No Convolution = No Locality Inductive Bias
A CNN’s convolution kernel processes nearby pixels together, baking in the assumption that local features matter. Patch embeddings throw this away — the Transformer attention layer can in principle attend to any patch from any other patch on the first layer. This is why ViT needs much more data than CNNs to work well: it must learn locality from data rather than having it built in.
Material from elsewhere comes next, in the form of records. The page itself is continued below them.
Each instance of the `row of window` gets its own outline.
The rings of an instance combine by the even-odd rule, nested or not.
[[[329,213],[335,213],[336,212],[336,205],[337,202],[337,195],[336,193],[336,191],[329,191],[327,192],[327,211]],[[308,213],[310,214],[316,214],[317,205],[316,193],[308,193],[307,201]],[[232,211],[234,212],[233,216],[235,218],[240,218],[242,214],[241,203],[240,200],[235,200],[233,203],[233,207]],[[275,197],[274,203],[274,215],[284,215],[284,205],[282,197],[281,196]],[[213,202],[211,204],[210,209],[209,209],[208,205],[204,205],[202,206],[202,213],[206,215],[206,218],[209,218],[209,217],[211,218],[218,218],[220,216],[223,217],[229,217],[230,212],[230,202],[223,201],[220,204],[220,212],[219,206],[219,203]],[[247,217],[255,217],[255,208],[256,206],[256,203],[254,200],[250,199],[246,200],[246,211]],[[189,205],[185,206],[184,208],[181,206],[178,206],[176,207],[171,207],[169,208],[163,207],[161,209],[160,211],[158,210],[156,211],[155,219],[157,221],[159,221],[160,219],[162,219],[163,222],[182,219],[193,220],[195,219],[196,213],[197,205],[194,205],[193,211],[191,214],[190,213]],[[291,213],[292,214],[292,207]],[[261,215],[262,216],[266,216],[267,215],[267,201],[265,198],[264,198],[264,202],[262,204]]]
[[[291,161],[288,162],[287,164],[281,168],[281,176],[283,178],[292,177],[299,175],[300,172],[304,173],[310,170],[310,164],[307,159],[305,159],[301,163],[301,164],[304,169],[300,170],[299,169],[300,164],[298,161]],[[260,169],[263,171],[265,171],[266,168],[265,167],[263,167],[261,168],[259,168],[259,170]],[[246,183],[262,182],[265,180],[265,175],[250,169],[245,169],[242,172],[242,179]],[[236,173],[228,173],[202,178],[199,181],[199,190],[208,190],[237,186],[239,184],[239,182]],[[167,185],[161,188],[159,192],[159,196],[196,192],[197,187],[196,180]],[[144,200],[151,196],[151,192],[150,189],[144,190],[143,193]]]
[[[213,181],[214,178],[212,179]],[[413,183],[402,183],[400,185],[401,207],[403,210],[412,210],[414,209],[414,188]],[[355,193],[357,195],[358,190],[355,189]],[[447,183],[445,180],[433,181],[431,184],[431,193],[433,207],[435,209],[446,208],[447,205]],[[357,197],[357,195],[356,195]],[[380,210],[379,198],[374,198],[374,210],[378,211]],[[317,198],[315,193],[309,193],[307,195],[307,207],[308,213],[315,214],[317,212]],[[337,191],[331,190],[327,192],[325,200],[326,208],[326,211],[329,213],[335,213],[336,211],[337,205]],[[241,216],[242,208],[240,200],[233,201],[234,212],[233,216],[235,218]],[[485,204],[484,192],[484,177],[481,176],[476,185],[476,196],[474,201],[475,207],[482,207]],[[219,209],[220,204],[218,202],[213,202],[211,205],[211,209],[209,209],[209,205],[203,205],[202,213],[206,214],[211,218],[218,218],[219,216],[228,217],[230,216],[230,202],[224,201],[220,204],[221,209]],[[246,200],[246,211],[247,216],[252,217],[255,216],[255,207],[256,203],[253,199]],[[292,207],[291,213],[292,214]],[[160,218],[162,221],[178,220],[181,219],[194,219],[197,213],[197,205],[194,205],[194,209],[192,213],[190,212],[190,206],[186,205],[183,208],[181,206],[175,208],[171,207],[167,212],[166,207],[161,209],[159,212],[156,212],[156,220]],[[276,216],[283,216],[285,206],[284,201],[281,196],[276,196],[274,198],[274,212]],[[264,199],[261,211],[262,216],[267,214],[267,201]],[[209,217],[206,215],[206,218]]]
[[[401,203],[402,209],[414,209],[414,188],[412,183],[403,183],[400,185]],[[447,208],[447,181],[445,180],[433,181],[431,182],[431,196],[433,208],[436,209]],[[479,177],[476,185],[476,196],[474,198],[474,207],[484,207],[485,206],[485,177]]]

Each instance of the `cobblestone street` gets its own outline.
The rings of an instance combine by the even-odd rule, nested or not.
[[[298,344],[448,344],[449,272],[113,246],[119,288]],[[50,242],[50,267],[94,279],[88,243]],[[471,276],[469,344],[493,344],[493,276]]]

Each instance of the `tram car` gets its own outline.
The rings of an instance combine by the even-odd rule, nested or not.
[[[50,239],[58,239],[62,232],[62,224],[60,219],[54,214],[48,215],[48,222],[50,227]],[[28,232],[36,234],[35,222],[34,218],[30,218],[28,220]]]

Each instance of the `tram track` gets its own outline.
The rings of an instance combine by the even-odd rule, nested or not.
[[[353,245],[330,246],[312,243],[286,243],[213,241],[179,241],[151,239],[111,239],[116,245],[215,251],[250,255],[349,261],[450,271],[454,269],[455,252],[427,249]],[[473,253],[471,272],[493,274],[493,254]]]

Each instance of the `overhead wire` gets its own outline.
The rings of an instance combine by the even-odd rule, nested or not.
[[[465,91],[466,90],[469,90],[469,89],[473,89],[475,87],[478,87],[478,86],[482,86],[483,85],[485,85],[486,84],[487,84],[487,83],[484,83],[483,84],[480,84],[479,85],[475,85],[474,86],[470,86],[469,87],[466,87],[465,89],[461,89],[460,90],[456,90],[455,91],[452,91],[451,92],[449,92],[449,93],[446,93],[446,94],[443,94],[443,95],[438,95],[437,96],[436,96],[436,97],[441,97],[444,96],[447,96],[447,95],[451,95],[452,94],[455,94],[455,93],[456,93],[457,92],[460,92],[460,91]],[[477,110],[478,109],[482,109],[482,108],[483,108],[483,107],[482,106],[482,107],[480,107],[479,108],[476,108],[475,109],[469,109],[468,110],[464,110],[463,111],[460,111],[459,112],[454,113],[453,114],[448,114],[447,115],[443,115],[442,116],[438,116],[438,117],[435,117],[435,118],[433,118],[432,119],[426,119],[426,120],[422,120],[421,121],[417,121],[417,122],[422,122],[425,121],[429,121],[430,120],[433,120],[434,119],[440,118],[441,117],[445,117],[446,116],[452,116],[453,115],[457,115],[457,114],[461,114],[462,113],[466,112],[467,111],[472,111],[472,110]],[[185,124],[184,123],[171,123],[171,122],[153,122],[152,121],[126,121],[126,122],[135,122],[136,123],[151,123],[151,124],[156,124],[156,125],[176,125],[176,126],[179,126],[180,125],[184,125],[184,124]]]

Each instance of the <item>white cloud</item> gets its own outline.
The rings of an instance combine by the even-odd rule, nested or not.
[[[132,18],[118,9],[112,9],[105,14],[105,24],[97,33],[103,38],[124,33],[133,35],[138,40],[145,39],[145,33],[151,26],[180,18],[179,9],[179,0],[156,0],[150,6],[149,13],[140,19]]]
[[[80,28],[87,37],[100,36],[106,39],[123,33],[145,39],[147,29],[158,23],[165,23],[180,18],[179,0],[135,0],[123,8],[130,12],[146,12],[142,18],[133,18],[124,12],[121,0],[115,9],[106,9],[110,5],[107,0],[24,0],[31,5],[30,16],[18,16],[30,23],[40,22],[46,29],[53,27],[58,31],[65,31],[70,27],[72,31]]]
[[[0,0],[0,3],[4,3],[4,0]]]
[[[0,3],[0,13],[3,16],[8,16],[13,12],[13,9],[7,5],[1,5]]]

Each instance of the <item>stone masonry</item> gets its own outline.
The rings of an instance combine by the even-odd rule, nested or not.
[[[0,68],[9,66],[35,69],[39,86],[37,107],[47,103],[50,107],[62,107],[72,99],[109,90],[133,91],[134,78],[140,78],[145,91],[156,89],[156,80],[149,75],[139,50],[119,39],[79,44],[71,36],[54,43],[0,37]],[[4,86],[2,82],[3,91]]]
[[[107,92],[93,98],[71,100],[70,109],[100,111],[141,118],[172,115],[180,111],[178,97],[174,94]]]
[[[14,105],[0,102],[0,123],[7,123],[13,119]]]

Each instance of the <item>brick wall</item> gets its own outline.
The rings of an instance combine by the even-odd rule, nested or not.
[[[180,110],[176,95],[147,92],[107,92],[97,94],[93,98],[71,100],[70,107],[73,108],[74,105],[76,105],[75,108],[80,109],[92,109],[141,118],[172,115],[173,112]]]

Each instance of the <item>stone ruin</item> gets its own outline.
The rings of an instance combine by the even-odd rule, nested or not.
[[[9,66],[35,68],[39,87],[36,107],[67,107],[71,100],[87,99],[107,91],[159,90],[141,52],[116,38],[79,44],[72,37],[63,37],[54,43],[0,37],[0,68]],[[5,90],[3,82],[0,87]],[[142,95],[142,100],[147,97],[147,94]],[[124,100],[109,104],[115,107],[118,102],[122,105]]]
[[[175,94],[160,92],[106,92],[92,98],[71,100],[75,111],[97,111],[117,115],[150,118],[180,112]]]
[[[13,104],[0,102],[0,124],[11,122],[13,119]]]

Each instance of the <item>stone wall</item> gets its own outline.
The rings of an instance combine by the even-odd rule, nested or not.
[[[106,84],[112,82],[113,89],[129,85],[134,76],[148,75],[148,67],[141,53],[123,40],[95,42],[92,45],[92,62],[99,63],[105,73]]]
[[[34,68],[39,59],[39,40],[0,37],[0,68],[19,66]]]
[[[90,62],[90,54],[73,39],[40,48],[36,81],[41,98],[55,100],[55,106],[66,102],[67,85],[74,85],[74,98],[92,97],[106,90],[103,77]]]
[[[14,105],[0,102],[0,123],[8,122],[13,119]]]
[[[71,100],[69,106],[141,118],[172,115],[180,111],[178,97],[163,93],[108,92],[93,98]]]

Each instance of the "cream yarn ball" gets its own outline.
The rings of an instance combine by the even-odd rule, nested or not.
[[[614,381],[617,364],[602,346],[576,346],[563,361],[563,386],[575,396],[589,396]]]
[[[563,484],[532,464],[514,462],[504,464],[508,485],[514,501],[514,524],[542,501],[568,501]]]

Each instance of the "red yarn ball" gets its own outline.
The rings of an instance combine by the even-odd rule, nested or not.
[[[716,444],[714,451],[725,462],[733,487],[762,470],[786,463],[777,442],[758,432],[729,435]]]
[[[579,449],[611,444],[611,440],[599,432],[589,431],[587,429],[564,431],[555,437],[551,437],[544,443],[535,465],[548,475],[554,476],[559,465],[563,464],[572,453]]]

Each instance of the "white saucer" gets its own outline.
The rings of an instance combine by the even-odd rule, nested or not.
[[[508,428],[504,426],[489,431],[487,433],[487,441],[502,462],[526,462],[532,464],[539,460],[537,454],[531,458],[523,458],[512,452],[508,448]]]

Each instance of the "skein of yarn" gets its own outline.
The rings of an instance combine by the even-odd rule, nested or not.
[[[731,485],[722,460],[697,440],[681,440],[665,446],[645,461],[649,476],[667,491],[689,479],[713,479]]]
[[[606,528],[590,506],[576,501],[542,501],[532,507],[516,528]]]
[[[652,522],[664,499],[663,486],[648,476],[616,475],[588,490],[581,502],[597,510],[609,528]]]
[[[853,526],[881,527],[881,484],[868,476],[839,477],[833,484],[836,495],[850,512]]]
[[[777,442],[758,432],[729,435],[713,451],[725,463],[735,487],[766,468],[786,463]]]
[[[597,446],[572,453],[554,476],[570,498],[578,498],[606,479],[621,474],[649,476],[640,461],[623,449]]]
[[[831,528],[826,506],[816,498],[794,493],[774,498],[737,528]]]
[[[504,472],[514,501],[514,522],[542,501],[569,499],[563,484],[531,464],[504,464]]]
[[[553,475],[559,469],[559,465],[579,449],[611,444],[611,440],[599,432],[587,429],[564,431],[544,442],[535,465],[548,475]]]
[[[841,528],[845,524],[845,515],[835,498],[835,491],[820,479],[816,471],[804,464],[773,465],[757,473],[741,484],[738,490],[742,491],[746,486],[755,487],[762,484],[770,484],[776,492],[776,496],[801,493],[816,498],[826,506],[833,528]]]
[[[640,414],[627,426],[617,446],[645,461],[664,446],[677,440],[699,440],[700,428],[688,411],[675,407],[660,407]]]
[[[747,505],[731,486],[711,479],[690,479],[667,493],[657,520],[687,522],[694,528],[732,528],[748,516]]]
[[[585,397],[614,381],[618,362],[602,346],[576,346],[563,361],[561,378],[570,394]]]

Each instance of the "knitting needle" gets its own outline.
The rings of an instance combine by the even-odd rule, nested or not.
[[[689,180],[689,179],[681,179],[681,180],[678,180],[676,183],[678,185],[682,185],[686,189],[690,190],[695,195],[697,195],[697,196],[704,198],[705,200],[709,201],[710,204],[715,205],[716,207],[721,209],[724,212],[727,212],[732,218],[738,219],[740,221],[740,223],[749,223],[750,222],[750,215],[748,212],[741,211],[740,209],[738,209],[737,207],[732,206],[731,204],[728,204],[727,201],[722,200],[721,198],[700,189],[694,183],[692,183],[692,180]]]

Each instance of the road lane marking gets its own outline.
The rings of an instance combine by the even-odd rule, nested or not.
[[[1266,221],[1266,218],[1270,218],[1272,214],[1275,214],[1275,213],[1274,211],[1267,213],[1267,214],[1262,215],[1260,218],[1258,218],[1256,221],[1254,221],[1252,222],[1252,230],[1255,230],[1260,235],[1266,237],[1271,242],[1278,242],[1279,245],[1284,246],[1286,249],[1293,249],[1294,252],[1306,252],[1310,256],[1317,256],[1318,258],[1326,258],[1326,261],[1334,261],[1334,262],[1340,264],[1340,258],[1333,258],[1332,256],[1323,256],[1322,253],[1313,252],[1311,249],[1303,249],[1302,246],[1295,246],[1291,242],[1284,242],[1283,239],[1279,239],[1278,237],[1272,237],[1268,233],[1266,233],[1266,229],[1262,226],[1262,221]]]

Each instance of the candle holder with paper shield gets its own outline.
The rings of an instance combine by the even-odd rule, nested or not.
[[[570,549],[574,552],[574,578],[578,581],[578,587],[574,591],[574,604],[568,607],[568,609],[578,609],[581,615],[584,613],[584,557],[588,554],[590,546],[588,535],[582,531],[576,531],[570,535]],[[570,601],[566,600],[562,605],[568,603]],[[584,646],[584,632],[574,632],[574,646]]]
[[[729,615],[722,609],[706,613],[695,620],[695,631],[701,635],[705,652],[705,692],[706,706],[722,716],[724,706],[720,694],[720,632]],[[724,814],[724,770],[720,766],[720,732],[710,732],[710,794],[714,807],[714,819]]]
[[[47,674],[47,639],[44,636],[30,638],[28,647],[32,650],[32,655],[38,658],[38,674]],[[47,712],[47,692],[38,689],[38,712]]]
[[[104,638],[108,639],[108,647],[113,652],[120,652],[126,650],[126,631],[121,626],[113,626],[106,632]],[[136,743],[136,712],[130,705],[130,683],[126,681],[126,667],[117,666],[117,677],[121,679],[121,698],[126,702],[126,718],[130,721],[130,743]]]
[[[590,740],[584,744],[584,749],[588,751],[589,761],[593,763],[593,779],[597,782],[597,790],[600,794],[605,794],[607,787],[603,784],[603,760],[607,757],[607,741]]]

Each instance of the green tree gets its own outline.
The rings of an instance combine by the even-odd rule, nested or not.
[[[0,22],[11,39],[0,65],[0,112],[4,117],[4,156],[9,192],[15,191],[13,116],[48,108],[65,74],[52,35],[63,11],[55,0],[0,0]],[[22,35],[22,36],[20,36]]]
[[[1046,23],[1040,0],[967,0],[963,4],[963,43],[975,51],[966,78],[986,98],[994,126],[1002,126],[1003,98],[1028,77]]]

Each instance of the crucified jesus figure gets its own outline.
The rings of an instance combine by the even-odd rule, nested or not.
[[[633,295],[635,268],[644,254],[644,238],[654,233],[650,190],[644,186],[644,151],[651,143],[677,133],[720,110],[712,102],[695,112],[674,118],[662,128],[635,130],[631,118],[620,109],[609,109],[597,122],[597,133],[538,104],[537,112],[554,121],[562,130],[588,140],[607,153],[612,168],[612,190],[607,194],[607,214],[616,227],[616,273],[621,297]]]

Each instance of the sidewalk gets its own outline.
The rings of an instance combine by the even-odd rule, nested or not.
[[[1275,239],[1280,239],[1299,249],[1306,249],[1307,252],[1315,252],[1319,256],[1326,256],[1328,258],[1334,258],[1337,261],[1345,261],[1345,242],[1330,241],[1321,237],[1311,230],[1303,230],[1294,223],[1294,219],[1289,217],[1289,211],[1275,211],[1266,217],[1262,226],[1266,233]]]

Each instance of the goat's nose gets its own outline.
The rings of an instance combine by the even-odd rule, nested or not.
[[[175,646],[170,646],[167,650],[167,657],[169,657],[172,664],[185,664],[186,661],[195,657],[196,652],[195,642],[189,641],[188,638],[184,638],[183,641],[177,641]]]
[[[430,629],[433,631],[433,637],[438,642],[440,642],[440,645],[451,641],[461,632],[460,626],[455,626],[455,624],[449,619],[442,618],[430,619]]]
ViT trained on ImageNet alone (1.28M images) underperforms comparable CNNs. Trained on JFT-300M (300M images), it outperforms them. The inductive bias trade-off: CNNs generalize from less data but hit a ceiling; ViT has lower data efficiency but higher ceiling at scale.
What’s Clever
The patch embedding is deliberately minimal: no convolutions, no pooling, no local receptive fields. Just flatten and project. This choice, which might seem naive, is what makes the architecture general: the same patch embedding applied to 16×16 image patches works identically whether the downstream task is ImageNet classification, COCO detection, or multimodal image-text alignment. There’s nothing image-specific in the architecture beyond the patch splitting.
The non-obvious consequence: ViT’s position embeddings learn 2D structure despite being 1D learned vectors. Visualization of learned position embeddings shows a clear grid structure — patches at nearby positions have similar embeddings. The model learned 2D spatial relationships from the task, not from architectural constraints.
Key Sources
- an-image-is-worth-16x16-words — introduces patch embeddings; ablations over patch size, position embedding variants, and dataset scale requirements
Related Concepts
- vision-transformer — the full model that uses patch embeddings as input
- classification-token — the [CLS] token prepended to the patch sequence
- attention — the mechanism that processes patch token sequences
- positional-encoding — position embeddings added to patch embeddings
- transfer-learning — ViT’s patch embeddings enable transfer to diverse vision tasks
- inductive-bias — lack of local inductive bias is patch embedding’s key trade-off
Open Questions
- What is the optimal patch size for variable-resolution inputs (e.g., high-resolution medical images)?
- Can overlapping patches (smaller stride) improve performance enough to justify the compute cost?
- Do hierarchical patch embeddings (Swin Transformer’s approach: smaller patches merged progressively) outperform flat 16×16 ViT at scale?